After roughly 10 years of planning, Bruceville-Eddy is finally starting work on a multimillion-dollar project for a new city center that’s scheduled to be built within the next year.
The city has suffered since construction on I-35 began a few years ago, but Monday some of the businesses and residents in the community celebrated as the city broke ground on the new project. Now councilman Halbert Wilcox said Bruceville-Eddy is on the road to new development.
“We're going to have to bank here for the first time in 70-something years, we’re also going to have a brand new city hall here,” Wilcox said.
And for the first time ever, the city will finally build a water sewage system after the U-S department of agriculture donated 11-million dollars to fund it. It’s something the city has been longing for since it was established in 1974.
“Everything is all on septic systems, everybody has a septic tank,” Halbert said.
The expected upgrades come after many people in the area complained about the negative impact highway construction had on the community.
“Construction of I-35 did greatly affect us, not only our quality of life, but we had businesses not here anymore,” Gary Lucas said.
Another councilman, Jason Dean, said the highway needed improvements but it really put some city businesses in a bind.
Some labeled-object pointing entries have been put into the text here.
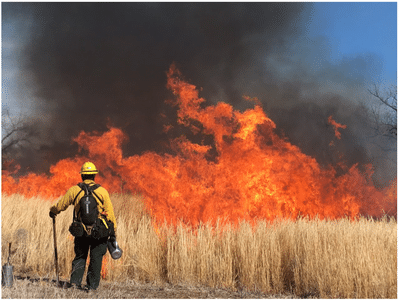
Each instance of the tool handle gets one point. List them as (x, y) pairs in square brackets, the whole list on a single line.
[(9, 252), (55, 251)]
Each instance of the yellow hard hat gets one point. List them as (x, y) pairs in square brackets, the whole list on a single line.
[(88, 168)]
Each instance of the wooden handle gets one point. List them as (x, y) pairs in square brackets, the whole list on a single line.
[(55, 251)]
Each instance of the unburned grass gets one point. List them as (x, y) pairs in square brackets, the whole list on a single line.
[(317, 258)]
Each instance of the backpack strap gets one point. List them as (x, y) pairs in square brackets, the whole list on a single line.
[(94, 187)]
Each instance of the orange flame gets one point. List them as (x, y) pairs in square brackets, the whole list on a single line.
[(255, 174)]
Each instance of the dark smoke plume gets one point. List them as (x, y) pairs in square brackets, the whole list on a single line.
[(99, 64)]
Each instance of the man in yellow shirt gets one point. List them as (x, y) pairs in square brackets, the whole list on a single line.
[(86, 242)]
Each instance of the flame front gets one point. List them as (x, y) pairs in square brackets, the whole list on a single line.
[(255, 174)]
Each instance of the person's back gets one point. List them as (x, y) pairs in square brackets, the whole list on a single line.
[(92, 237)]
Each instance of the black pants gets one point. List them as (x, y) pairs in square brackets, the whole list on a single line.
[(97, 250)]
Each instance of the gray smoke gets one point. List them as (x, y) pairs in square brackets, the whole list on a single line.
[(99, 64)]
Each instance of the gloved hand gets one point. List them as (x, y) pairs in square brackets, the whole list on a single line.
[(112, 239)]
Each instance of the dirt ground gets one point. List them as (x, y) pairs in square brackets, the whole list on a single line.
[(34, 288)]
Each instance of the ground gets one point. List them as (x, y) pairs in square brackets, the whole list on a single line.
[(34, 288)]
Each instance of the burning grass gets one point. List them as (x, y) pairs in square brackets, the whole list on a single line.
[(340, 258)]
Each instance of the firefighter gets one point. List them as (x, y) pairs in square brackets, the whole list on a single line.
[(97, 247)]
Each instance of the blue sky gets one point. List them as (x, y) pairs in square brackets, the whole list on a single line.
[(359, 28), (350, 30)]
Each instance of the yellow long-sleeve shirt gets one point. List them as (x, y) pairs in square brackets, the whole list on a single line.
[(105, 208)]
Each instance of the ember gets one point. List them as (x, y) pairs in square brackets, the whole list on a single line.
[(255, 175)]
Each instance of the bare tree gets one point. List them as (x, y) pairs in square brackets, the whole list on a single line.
[(17, 132), (384, 111)]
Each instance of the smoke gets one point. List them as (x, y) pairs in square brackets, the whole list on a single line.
[(99, 64)]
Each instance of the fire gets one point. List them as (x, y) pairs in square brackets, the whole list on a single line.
[(254, 174)]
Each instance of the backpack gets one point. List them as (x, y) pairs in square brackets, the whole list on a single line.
[(87, 222), (88, 212)]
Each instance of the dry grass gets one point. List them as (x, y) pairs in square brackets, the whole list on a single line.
[(309, 258)]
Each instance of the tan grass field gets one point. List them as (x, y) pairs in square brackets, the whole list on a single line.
[(307, 258)]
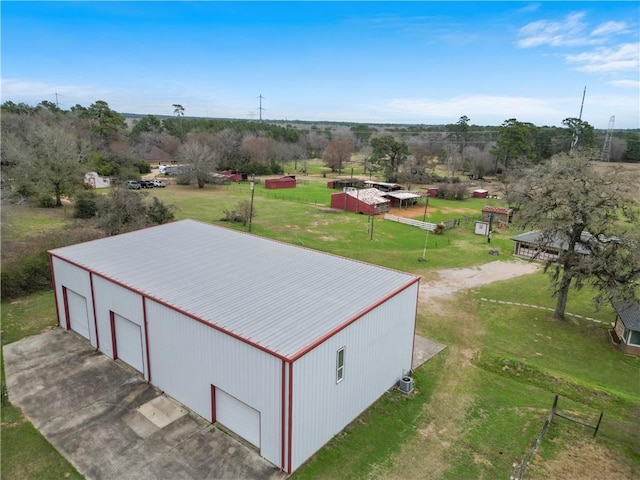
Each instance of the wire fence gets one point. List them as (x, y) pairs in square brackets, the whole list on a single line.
[(522, 468)]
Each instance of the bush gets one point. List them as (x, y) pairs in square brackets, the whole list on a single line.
[(158, 212), (87, 204), (143, 167), (452, 191), (46, 201), (25, 264)]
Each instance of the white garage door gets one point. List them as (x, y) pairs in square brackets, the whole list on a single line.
[(78, 316), (128, 342), (238, 417)]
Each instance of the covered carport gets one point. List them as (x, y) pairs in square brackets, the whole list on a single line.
[(403, 199)]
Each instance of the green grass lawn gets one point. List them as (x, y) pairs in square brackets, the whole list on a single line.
[(477, 406)]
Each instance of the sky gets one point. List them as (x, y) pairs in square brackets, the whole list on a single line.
[(372, 62)]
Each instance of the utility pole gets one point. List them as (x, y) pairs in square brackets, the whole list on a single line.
[(575, 133), (260, 109), (606, 148), (251, 207)]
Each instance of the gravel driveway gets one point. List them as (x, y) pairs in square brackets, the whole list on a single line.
[(455, 279)]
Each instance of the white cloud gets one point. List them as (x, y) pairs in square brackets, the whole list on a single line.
[(485, 106), (621, 58), (610, 28), (34, 92), (625, 83), (571, 31)]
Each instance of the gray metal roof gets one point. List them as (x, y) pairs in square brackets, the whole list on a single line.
[(629, 313), (278, 296), (402, 195), (555, 241)]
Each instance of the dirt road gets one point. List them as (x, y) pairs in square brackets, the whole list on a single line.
[(455, 279)]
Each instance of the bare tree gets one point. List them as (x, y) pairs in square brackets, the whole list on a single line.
[(569, 201), (46, 161), (200, 162), (259, 150)]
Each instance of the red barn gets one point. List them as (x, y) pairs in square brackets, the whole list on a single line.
[(497, 214), (480, 193), (368, 201), (288, 181)]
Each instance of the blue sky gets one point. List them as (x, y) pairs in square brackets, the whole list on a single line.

“The expansion of I-35 was a necessary evil I mean it had to happen we all travel 35 we knew it needed to happen,” Dean said.
Chris Grider is the owner of Kissing Tree Vineyards, a local winery in the downtown area. He claims it had the opposite effect on his establishment.
“It actually almost seems to have kind of increased traffic here,” Grider said.
And even though the customers kept coming, Grider said he's still looking forward to seeing more new people in the community. Others are hopeful the new development will bring a new gas station in town so people in the community no longer have to make a 14-miles round trip to fill up their tanks.